Thank you for joining me here! I hope you enjoy this series and I’d love to hear from you about what you are reading these days.
The Sign for Home by Blair Fell (Length: 415 pages). Deaf-blind 23 year-old man Arlo Dilly is an orphaned Jehovah’s Witness who wants to take a writing class at a local community college in Poughkeepsie New York. Enter interpreter Cyril, a gay man who has struggles of his own. I loved this book! It’s definitely different from typical novels as the “voice” of the deaf-blind is very distinctive and takes a few pages to get used to reading, but Arlo’s character is truly extraordinary. The middle of the novel is a bit slow but the last 25% absolutely flies by as you have to know how it ends. I’m not a fan of evangelical religions (and neither is the author, thank goodness) but this is a fascinating look at both Jehovah’s Witnesses and deafblind culture. Two thumbs up!
The Appeal by Janice Hallett (Length: 431 pages). This is a very clever mystery conveyed solely via emails and text messages, so a modern epistolary novel. There is a HUGE cast of characters, which I had a difficult time keeping track of, even toward the end, but this didn’t damper my enjoyment of the ride. Two young law students in England are tasked with sorting through all of the aforementioned evidence to piece together a solution to the mystery. (They are given this task by a partner in a law firm where they are apprenticing–this is the part I had to suspend disbelief as it’s not very clear why they had to puzzle this all out themselves.) Overall, this is a well-done mystery novel with a truly propulsive plot. I’d recommend reading versus listening to this one as you’ll likely want to refer back to previous emails. Let me know what you think if you’ve read this one too!
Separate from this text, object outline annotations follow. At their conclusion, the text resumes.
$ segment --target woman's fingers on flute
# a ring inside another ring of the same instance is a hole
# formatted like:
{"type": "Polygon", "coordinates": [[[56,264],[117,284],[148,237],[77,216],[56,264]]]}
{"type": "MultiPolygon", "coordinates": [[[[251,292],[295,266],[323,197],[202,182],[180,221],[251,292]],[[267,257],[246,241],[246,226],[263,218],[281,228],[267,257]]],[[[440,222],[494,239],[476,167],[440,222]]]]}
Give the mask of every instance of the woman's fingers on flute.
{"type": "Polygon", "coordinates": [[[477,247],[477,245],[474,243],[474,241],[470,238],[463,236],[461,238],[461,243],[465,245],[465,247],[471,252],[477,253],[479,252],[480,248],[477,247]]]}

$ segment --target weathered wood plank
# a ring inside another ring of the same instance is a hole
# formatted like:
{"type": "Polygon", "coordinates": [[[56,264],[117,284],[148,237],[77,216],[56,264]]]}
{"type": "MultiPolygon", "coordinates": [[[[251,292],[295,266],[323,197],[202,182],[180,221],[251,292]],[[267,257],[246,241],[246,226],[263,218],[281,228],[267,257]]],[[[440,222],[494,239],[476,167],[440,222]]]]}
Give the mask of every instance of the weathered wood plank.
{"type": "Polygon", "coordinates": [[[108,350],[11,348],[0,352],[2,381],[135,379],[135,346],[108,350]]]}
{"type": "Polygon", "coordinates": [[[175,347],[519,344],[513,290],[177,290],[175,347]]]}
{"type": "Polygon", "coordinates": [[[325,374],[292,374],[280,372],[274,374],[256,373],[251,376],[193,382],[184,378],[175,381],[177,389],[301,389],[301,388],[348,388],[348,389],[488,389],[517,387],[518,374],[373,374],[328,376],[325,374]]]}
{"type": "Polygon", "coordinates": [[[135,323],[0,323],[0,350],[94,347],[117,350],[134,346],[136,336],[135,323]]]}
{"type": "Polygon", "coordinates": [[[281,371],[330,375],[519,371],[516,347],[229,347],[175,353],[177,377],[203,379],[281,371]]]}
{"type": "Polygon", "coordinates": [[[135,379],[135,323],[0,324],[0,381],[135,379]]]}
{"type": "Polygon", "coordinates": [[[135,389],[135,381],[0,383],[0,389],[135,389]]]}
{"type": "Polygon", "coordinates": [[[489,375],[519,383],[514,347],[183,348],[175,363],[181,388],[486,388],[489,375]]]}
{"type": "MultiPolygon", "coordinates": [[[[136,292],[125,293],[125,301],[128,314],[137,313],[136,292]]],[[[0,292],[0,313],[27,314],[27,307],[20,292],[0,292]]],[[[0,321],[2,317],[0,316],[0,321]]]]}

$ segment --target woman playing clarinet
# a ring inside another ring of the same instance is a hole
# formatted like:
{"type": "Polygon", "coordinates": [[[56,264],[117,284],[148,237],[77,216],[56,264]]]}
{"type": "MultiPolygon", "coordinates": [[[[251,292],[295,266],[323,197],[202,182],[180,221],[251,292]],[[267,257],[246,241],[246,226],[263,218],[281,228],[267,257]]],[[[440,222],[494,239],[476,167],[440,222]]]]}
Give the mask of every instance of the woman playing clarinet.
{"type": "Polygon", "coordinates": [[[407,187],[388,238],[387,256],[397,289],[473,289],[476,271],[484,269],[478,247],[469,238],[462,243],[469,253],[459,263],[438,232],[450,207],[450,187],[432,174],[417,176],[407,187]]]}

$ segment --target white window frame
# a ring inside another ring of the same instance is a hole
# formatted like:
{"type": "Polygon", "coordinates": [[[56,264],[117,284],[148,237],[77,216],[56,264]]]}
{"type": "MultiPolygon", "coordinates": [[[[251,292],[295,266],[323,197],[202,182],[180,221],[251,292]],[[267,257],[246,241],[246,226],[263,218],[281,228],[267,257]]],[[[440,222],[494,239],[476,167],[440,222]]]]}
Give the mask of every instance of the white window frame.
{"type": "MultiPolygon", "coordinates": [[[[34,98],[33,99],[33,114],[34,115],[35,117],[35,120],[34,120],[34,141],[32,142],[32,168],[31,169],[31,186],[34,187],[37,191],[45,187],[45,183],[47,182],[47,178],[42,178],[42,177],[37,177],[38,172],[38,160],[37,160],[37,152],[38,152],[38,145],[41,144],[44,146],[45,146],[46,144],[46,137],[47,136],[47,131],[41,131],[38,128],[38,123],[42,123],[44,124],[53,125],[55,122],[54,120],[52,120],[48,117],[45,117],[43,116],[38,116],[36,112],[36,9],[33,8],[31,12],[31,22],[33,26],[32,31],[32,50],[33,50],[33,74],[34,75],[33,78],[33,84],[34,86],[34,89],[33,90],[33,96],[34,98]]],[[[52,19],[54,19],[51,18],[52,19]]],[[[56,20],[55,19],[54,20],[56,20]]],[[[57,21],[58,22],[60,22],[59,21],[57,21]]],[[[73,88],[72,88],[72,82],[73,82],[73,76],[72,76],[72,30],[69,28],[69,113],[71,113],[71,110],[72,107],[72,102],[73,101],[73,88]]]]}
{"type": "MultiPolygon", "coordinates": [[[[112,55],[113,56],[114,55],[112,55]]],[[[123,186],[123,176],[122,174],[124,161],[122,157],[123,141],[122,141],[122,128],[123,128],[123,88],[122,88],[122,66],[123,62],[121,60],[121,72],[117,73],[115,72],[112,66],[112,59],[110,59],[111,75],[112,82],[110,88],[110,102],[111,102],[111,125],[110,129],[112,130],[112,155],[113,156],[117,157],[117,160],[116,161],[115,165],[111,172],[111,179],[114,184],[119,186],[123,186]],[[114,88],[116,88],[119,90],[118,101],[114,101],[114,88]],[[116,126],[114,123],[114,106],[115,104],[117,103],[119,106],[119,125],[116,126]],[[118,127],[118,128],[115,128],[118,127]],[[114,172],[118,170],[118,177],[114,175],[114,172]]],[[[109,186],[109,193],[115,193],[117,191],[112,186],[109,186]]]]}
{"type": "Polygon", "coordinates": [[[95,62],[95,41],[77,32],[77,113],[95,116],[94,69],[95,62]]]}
Book Lovers by Emily Henry (Length: 398 pages). Yes, the hype is real! This is my favorite of the three EH books I’ve read . . . this is a rom-com that is a bit enemies to lovers but with a twist. A literary agent and book editor both travel from New York City to a very small town in North Carolina, Sunshine Falls. A town that happens to be the focus of Nora’s author’s latest book as well as the town book editor Charlie grew up in. This book features the witty banter and (above-average) character development that EH is known for, as well as the typical frustrations when the characters don’t just TALK TO ONE ANOTHER. But all in all, this is a solid 8/10 for me. A fun summer read with memorable characters that you’ll want to discuss with another book lover in your life.
Finding Me by Viola Davis (Length: 289 pages). I was gifted this book by a very dear friend, and I really enjoyed the content overall. Viola grew up even poorer than poor, and came into her own decades later as a very talented actress, play by play by play. My only criticism of this memoir is that it could have used some serious editing, mostly when it comes to the organization of Viola’s anecdotes. The majority of the memoir proceeds chronologically but then she randomly mentions a child years ahead of when the child comes into her life, and you don’t hear about the child for several chapters. Otherwise, if you’re a fan of strong women, or Viola as an actress, this is absolutely worth a read.